It would be interesting to see the actual cost breakdown of a college education. Teaching someone in, effectively, Grade 13 need not be substantially more involved than teaching someone in Grade 12, so why does it cost so much more?
 Posted by at 6:04 pm
  • A bit over 15 years ago here in Virginia 15 credits would run you 1200 bucks at ODU. Now that I’m back and finally going full time again 15 credits is 4500+. In the intervening time they declared that all my lower level courses were invalid (not unreasonable for ALL of them as there has been some major progress in science) and after I retook them they got rid of my major (aquaculture).

    The school has not gotten especially better academically, but we now have brick sidewalks, a rock climbing wall, a maglev monorail that induction welded itself to the track upon being turned on, never to move again, koi ponds that were restocked multiple times until they realized it was the otters and not the locals eating the fish and the Earth sciences building is decorated with far left political cartoons. So hey…the money went somewhere.

    I’m gonna graduate this year with a degree that ends in the word “studies” and go teach english in Japan for a few years. If I had it to do again I’d go chem engineering or not go at all. This will not pass any sort of cost benefit analysis. I’m just glad I’m paying as I go.

    So Rick Perry’s idea is certainly doable. We were doing it 15 years ago and getting more for it…but without the award winning landscaping.

    • Anonymous

      > we now have brick sidewalks, a rock climbing wall

      I saw something – I think on “Stossel” – about just this sort of nonsense some months back… universities are throwing buckets of money at meaningless bullcrap in order to entice students in for the *fun* of the place, not the *education.* I guess that makes sense, since our society has decided that damn near everyone *needs* a college degree, and the university will get a pot of cash for each student (often from the FedGuv), so the important thing is to get them in the door, not get them through the whole process.
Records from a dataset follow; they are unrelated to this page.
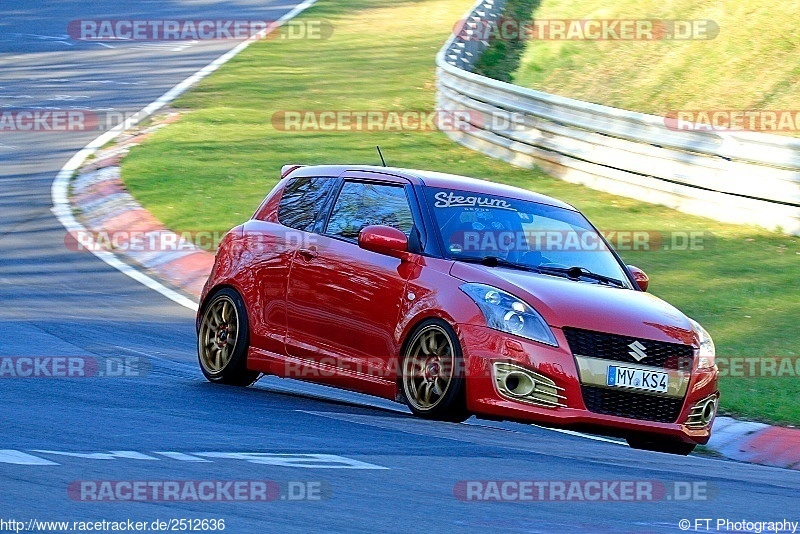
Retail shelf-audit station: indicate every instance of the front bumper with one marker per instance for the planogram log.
(484, 347)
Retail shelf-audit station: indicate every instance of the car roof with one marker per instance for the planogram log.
(434, 179)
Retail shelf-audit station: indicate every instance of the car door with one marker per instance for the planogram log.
(343, 301)
(271, 246)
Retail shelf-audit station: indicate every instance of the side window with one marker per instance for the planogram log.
(302, 201)
(362, 204)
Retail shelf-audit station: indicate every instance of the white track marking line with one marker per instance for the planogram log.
(59, 191)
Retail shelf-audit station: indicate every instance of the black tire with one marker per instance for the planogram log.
(432, 373)
(224, 361)
(654, 443)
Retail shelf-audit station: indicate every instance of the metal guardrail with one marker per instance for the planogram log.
(738, 177)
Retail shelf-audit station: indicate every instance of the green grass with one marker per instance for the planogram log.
(750, 65)
(210, 170)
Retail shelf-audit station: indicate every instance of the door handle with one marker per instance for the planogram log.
(309, 253)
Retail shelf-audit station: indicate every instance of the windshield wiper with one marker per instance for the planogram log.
(496, 261)
(578, 272)
(570, 272)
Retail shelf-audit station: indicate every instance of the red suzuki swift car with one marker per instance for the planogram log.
(456, 296)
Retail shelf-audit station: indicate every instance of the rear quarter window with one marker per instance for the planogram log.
(303, 201)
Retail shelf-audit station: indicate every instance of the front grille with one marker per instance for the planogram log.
(631, 405)
(616, 348)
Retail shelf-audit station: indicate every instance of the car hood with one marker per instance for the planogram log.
(563, 302)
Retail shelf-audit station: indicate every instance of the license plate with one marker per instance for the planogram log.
(626, 377)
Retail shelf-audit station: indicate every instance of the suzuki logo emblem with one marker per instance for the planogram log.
(637, 351)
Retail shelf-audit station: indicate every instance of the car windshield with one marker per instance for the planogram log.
(518, 233)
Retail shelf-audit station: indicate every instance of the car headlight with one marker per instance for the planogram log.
(707, 355)
(505, 312)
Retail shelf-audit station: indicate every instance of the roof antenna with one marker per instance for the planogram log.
(381, 155)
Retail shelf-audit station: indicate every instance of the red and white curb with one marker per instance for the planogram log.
(62, 208)
(105, 206)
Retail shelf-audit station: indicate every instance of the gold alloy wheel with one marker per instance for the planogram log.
(218, 334)
(428, 367)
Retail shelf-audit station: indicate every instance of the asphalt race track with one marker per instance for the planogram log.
(331, 460)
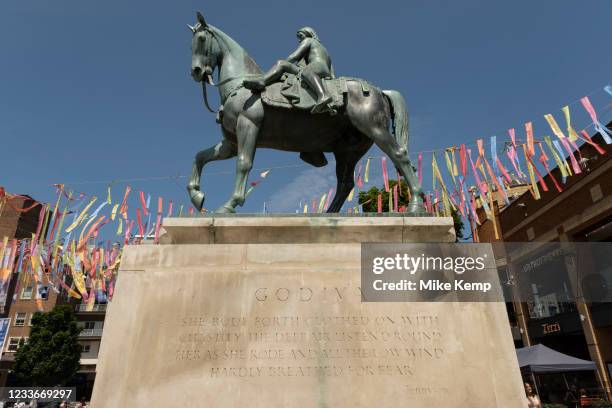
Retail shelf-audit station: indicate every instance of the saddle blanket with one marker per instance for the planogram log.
(292, 92)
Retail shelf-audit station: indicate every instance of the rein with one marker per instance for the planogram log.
(225, 81)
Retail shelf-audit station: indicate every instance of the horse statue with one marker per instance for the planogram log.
(364, 115)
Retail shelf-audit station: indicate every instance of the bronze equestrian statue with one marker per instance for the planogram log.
(343, 116)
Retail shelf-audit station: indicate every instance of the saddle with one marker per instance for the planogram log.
(292, 93)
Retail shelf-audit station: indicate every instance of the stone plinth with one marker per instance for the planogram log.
(267, 312)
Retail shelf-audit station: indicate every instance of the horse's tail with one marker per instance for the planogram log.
(399, 113)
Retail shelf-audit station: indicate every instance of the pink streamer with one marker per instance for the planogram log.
(383, 163)
(395, 189)
(359, 179)
(575, 165)
(420, 168)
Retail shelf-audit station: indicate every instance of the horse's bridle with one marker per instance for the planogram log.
(208, 79)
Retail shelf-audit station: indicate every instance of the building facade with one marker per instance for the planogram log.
(558, 315)
(19, 302)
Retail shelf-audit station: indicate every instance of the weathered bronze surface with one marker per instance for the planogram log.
(367, 116)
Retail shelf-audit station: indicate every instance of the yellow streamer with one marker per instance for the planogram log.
(81, 216)
(534, 184)
(554, 126)
(570, 130)
(449, 167)
(322, 202)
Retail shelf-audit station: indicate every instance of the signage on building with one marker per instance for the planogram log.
(4, 325)
(549, 328)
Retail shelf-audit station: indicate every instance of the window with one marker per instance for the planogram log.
(16, 342)
(20, 319)
(26, 293)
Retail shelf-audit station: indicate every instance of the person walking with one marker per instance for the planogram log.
(533, 401)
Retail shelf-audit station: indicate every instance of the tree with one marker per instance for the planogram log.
(369, 201)
(51, 356)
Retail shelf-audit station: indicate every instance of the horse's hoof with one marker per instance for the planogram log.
(224, 209)
(417, 209)
(197, 199)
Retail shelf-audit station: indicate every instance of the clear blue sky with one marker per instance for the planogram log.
(98, 91)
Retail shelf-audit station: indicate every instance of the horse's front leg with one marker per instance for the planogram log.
(221, 151)
(246, 135)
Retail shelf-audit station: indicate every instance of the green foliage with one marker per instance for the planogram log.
(369, 200)
(51, 356)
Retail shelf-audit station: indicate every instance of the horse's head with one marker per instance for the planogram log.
(205, 51)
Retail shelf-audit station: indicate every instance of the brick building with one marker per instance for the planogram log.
(582, 212)
(19, 304)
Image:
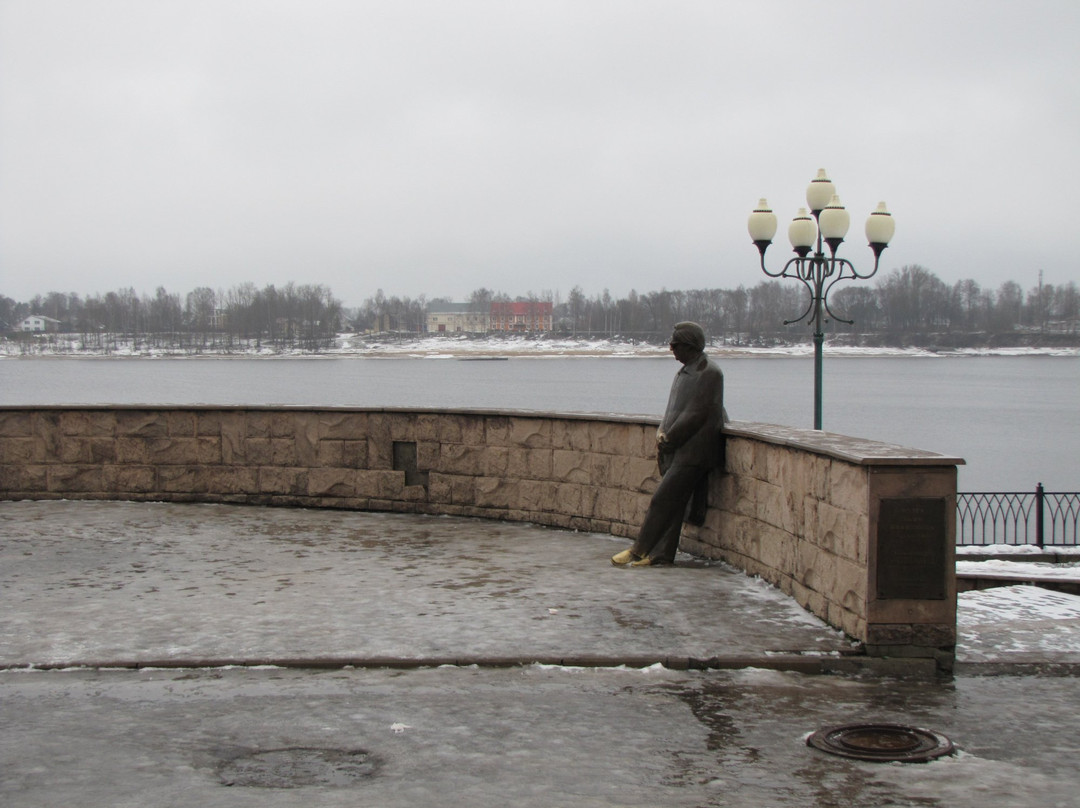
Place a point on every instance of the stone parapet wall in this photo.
(801, 509)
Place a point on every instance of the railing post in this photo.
(1039, 498)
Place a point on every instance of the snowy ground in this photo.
(451, 346)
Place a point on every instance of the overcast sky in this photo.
(435, 147)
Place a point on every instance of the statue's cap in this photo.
(690, 334)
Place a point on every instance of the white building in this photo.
(39, 322)
(457, 318)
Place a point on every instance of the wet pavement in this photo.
(362, 609)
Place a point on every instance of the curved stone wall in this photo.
(860, 533)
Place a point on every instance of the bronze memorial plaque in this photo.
(910, 563)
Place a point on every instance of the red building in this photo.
(522, 315)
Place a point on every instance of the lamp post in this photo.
(827, 223)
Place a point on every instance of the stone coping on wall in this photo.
(858, 450)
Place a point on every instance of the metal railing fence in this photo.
(1042, 519)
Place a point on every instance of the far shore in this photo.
(349, 346)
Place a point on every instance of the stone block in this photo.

      > a maglev monorail that induction welded itself to the track upon being turned on

      That sounds *spectacular.* Got any links for that?

  • Michael the Somewhat Civilized

    I think this would be a great idea if it were limited to hard sciences, and the requirements for admission and success in classroom were kept high. I might be willing to go that route for anyone who wants to teach elementary school. I can’t say I care much what it costs liberal arts weenies to get a degree that they will use to avoid doing anything useful.